Some people are absolutists who take every written right literally without exceptions, and others like to interpret it on a case by case basis. What’s frustrating is when people pick and choose the amendments that they like and heavily criticize those that they don’t.

These selective arguments are expressed more frequently now with a presidential election looming overhead. One side of the country clings to the first amendment, and the other won’t loosen its grasp on the second. Every person with a social media account ungracefully acts out the role of a Supreme Court Justice giving his or her final interpretation of the U.S. Constitution.

This can make life pretty confusing for college students who want to take a stand. The lines are not always clear on what is protected by the Constitution. Some rights are limited and it’s always up for interpretation.

Students at the University of Texas at Austin (UT Austin) tested their free speech and right to protest at the start of the semester. This fall marked a new rule for some college campuses: at public universities in Texas, students are now permitted to carry concealed weapons on campus, including in the classroom. This legislation was passed by strong supporters of the second-amendment who seem to have little intuition for the possible repercussions of introducing firearms into an environment with thousands of students who are drinking, experimenting with drugs, dealing with depression, and coping with mental illness. This amendment might have been interpreted more freely than intended, but the gun advocates are the ones who voted.

Unlike many other Texas universities, UT Austin is notoriously liberal and opposed the legislation from the beginning. A handful of professors left the university as a result, while students found a more interesting way to protest.

After discovering last year that sex toys are banned in classrooms, but guns are not, students started the “Cocks Not Glocks” movement. They distributed 4,500 donated dildos to their peers to be carried around campus in opposition. While this would usually be considered obscene and not protected, the university decided that the students were protected under free speech in this instance in an alternative interpretation of the Constitution.

The first amendment, in this case, was debatable. I would argue that it always is. You can’t read the Constitution as it stands today as absolute. Our country has already decided that it is not a perfect, timeless document. We abolished the amendment allowing slavery, and we added one to let women vote.  Unless you want to argue we shouldn’t have made those changes as a country, then you can’t argue that the document is perfect and complete as is. It has protected us in many ways throughout history. We should carefully analyze it, consider it in different contexts and circumstances, see where it translates to the present, and where it falls short. We have to leave room for humanity in our arguments.

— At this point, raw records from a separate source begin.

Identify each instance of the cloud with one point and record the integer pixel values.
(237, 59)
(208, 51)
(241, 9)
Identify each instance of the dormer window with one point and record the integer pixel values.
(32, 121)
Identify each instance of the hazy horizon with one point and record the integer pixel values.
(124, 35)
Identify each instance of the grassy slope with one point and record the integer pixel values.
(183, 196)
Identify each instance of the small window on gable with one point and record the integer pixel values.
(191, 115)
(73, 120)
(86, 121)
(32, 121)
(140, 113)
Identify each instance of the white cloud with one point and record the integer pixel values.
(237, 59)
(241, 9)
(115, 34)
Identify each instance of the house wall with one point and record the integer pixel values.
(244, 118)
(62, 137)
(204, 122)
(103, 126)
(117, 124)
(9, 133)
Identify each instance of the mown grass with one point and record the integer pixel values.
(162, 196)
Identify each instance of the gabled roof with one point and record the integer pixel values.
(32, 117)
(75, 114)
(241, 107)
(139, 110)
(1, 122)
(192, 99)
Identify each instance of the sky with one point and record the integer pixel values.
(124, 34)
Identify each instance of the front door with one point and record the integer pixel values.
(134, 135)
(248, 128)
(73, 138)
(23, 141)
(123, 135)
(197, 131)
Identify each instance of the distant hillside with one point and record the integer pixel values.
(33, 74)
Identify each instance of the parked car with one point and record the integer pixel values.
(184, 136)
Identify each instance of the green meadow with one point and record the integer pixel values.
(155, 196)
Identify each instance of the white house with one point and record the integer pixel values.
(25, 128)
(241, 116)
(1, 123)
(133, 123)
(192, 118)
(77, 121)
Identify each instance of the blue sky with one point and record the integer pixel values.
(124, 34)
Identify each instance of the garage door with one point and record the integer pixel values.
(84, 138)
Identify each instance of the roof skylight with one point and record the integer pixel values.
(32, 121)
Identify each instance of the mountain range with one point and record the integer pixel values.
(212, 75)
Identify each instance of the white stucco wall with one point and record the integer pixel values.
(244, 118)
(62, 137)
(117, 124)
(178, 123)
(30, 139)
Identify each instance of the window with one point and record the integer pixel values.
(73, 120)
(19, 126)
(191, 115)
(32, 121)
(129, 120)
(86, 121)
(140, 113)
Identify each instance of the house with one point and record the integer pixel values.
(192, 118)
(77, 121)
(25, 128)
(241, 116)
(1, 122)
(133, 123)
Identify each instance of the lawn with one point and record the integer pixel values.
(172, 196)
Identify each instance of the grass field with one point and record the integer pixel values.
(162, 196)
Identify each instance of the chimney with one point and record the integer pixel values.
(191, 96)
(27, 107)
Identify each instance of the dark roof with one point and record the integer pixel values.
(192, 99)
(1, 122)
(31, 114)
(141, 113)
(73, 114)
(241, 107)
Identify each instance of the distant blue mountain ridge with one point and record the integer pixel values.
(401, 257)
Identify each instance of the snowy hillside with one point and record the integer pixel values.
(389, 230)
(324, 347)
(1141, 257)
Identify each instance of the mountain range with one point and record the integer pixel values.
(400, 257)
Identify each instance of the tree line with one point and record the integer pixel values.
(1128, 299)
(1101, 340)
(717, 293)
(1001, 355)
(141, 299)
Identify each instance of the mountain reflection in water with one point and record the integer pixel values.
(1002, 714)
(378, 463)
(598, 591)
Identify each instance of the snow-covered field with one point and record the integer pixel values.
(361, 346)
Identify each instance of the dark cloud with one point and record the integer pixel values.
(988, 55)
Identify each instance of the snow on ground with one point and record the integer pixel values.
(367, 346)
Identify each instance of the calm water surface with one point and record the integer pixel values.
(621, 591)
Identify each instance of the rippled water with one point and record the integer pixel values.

The most recent debate on free speech is centered around the 49ers quarterback, Colin Kaepernick, who chose to sit down during the national anthem on the NFL’s opening day in passive protest. He later commented that he chose not to stand for the song because he couldn’t support a nation that oppresses black people. Several news outlets shamed him, while others applauded his decision, and the nation was again divided on the interpretation of what is or is not protected under the Constitution.

Free speech, in my opinion, means the freedom to express yourself or not. Expecting that people uphold patriotic traditions should be just as much a violation of free speech as censorship. Arguing that sitting during the national anthem, not putting a hand over your heart during the pledge, or burning an American flag is not covered by free speech is evidence of a poor understanding of the Constitution.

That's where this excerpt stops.